We can however, list some desires we have for the ORM codebase:

  • A major concern is keeping code and configuration DRY: We don’t want to have to repeat field definitions, labels, validation, GUI widget hints, etc.
  • We will want to support database table upgrading when modules are upgraded.
  • We want to support distributed databases, and ability to put different tables on different databases, etc.
  • Good logging and tracking of database operations for performance analysis and debugging.
  • Handle hierarchical class structures well (see Programming Issues to Resolve).

Goals:

  • As little “magic” as possible
  • Use object-oriented interface (Active Record) as much as possible in cases where it won’t effect speed
  • But don’t try to get too convoluted; when speed is important use lower-level db access.
  • Support multiple databases in same web application (i.e. different models saved to different databases).
  • Built-in support for profiling database access times, and detecting slow/expensive/memory-intensive db calls.
  • Assume we will move mewlo to a non-python language eventually, and code accordingly.
  • Abstract and hide the underlying database engine as much as possible so that db stuff is centralized someplace.
  • We still don’t know if we want database engine type we want to use.

Database Engine Thoughts:

  • MongoDb is a nice non-traditional (non-rdbms) nosql oop database, which seems pretty mature and performance focused.
  • MongoDb has a medium-level api interface that we could use directly and would be easy to migrate if we moved languages.
  • SqlAlchemy provides a very nice high-level api for using sql-based database engines. Very featureful but moving away from python would require complete rewrite.

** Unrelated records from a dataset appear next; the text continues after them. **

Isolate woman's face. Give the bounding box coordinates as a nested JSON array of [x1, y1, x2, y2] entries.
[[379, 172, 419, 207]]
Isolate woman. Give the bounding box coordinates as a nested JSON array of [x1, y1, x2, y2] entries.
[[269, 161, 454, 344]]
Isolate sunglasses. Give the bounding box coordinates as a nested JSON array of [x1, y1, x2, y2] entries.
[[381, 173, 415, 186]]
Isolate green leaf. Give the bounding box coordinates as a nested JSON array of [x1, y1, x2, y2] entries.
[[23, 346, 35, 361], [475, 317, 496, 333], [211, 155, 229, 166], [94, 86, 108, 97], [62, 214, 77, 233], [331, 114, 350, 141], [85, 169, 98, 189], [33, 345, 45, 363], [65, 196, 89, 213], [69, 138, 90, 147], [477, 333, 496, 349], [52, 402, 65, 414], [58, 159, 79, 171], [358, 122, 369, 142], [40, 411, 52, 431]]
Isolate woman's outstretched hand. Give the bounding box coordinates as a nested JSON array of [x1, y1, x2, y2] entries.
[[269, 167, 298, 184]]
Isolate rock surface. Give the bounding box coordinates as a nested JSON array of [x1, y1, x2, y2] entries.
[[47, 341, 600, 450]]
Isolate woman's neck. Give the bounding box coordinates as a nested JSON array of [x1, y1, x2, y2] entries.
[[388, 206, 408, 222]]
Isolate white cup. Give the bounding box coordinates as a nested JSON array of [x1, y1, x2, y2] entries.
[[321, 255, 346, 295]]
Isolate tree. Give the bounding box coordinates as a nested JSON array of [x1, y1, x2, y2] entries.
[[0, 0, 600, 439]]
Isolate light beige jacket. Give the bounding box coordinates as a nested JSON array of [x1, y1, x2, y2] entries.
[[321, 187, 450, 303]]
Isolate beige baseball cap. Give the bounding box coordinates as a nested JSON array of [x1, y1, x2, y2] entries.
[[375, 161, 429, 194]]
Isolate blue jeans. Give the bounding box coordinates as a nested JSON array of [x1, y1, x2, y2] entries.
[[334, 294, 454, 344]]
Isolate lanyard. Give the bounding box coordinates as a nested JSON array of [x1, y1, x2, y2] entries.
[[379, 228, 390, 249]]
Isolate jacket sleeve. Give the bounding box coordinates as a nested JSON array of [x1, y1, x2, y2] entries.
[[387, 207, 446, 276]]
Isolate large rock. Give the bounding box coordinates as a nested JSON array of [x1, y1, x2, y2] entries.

The Primary Guiding Principle of our Database/Model System is: DRY (Don’t Repeat Yourself):

  • There should be one clear place, in code, in the model class, where the complete information for model fields is specified.
  • This specification of fields should completely specify the database table, enough to generate a Create statement for the database, including indices.
  • This specification comprehensive information about how the fields should be presented in user interfaces.
  • This includes validation and display widget information both for gathering these fields on a form (labels, widget types, validation, help hints, etc.).
  • This also included widget hints for presenting admin tabular views of data, searching for it, etc.
  • It should include additional information that will allow us to validate the entire table at any point (e.g. it might specify constraints, etc.)
  • This information should be engine-neutral to the extent possible.

In model classes:

  • We have a definedb() function in model classes that defines the database table – but when should we call it?
  • How do we avoid having to pass around dbmanager reference?
  • How do we divide work between model and manager
  • Can we avoid using any class local data – since we have an issue with that getting corrupted on module reload
  • Should we divide every model into a Model and a ModelManager, where the ModelManager acts like class static functions, but is basically an instantiated sinlgeton?
  • If we do that, would that make it easier to have drop-in replacements for classes?
  • If we do that, how do we keep track of the ModelManager objects?

Database Model Classes as Tables vs Instantiated Database Model Managers

  • A common approach in frameworks is to have a “Model” class that represents a database table
  • Instantiated objects of this class represent rows/object
  • Static/class functions handle the table-wide functions of finding rows/objects etc.
  • But an alternative is to not use class/static functions of the model class for this purpose.
  • Instead, have two separate classes, one is the Model, and one is the ModelManager
  • The ModelManager would be instantiated and be in charge of table-wide stuff, and of defining the table mappings with the Model object, etc.
  • One advantage of this is that it makes it more natural to think about instantiating multiple copies of a manager, to handle tables that are nearly identical (think about having multiple log file tables).
  • It also seems perhaps cleaner in terms of preserving data for the manager object vs relying on class-based variables.
  • In the case of python, a class is an object, so the differences are much smaller, but I think the principle is valid.